I think you have it backwards kinda. we do not care about ordering whatsoever, we are keeping a "partition" of processed and unprocessed elements.
essentially we have a queue with processed and unprocessed elements and a pointer to where we should process next.
// start
[P1 P2 P3 P4 *U5 U6 U7 U8]
// process element
[P1 P2 P3 P4 P5 *U6 U7 U8]
// insert processed element using push back and swap
[P1 P2 P3 P4 P5 *U6 U7 U8 P9]
[P1 P2 P3 P4 P5 *P9 U7 U8 U6]
[P1 P2 P3 P4 P5 P9 *U7 U8 U6]
// insert unprocessed element
[P1 P2 P3 P4 P5 P9 *U7 U8 U6 U10]
If we were to try to do the same with inserts, it would cause N^2 behavior. As you can see, we also do not preserve order during the swap back approach.
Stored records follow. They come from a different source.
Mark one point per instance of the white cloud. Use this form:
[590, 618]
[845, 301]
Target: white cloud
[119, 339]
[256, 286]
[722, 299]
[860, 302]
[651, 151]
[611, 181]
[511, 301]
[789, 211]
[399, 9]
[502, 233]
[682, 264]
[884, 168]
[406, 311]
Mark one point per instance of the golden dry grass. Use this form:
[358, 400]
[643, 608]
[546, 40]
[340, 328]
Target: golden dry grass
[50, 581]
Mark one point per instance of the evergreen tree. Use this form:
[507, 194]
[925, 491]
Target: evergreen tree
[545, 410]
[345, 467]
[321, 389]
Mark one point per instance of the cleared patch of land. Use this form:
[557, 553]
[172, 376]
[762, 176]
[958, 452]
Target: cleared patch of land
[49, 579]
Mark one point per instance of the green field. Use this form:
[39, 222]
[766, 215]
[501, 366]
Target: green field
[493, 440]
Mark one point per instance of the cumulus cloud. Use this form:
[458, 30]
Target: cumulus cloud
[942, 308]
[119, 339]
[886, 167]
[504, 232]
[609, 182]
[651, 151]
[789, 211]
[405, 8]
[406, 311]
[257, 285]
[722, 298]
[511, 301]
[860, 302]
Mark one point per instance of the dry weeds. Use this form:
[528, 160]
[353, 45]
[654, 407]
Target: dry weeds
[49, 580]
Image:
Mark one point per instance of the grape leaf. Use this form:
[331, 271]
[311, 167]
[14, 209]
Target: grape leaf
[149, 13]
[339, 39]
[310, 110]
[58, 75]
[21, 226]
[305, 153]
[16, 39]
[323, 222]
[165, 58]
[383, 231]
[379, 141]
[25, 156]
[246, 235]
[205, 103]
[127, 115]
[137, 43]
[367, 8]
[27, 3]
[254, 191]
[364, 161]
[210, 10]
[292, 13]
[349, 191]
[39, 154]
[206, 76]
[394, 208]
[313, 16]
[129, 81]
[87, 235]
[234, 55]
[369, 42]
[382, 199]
If we were to do insert it would look like:
[P1 P2 P3 P4 P5 *U6 U7 U8]
// insert processed element using insert
[P1 P2 P3 P4 P5 *P9 U6 U7 U8 P9]
[P1 P2 P3 P4 P5 P9 *U6 U7 U8 P9]
And the shifting would cost O(N).
Deque is a good data structure, but has an awful lot of extra overhead making it a poor fit for a performance critical code section. One of the key benefits of this approach is that we keep our data structure quick to iterate/add to.
The swap approach is O(1) per element added, which is fine. If we used insert / shifting it would be O(N) per element, which would cause a quadratic blowup.